Kawaii Trans
Le confinement m'a permis d’acquérir de nouvelles compétences. Comme faire des tartes aux pommes, améliorer mon niveau d'anglais et de fait, dévorer des webcomics. Cet article sera le premier d'une longue série (je l'espère) dédiée à ce format en vogue dans les pays d'Asie et aux Etats-Unis, et qui commence à s'installer en France.
Charon n'a jamais aimé son apparence que ce soit en photo ou dans le miroir de sa chambre. Sa sœur Chelsie, cosplayeuse à ses heures, vole à sa rescousse lui force la main pour lae grimer en fille. Le résultat est au delà de leurs espérances : Charon est superbe et se trouve magnifique. En fait c'est comme ça qu'iel souhaite être tout le temps. Iel prend le nom de Cheryl et pas à pas, apprend à se maquiller et s'habiller afin que l'illusion devienne sa réalité.

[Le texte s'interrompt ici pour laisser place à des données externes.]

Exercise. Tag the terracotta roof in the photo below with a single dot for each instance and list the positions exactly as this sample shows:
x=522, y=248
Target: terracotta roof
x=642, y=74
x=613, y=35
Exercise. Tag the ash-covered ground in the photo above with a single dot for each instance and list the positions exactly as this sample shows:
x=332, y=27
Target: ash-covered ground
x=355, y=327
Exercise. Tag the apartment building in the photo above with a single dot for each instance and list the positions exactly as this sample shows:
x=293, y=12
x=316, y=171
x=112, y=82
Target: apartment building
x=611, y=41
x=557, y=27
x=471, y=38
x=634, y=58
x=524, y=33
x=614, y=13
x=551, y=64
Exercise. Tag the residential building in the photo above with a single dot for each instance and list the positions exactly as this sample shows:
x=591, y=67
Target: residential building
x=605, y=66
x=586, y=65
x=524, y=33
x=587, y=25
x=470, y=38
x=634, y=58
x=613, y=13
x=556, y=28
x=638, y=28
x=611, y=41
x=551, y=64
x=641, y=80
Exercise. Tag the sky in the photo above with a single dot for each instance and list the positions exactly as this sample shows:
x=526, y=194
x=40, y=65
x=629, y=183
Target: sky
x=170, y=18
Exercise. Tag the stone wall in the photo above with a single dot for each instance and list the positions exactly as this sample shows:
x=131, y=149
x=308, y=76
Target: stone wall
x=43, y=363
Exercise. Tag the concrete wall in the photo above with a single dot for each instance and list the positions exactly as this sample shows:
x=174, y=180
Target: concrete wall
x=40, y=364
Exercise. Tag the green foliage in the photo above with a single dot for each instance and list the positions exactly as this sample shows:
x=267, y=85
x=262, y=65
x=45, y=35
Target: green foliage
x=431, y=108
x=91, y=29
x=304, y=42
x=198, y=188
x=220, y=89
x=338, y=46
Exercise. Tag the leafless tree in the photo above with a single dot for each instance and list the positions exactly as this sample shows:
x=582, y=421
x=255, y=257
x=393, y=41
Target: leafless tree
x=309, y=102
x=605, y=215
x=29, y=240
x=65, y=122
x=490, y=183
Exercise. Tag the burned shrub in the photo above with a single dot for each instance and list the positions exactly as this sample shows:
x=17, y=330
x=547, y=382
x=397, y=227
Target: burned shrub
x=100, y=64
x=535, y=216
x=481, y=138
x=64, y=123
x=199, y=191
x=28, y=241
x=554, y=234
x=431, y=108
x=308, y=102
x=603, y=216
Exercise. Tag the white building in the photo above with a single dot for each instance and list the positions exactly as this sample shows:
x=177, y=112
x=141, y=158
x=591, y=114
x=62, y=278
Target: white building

J'en sais très peu sur le vécu et la culture trans. J’ai d’ailleurs bien galère avec les pronoms de Charon et la façon dont a été traité son parcours, merci la langue française ultra-genrée et les fantasmes sur les personnes trans et leurs transition. J’ai donc fait relire cet article par une personne concernée.
Lire ce comic a été une source impressionnante d'enseignements sur la découverte pour un adolescent de sa transidentité. Sous la forme de petits strips, mêlant humour et émotion, on suit chacune de ses découvertes, son impatience lorsqu'iel se rend compte que c'est ce qu'iel a toujours souhaité, et sa compréhension du monde qui l'entoure à travers sa nouvelle identité.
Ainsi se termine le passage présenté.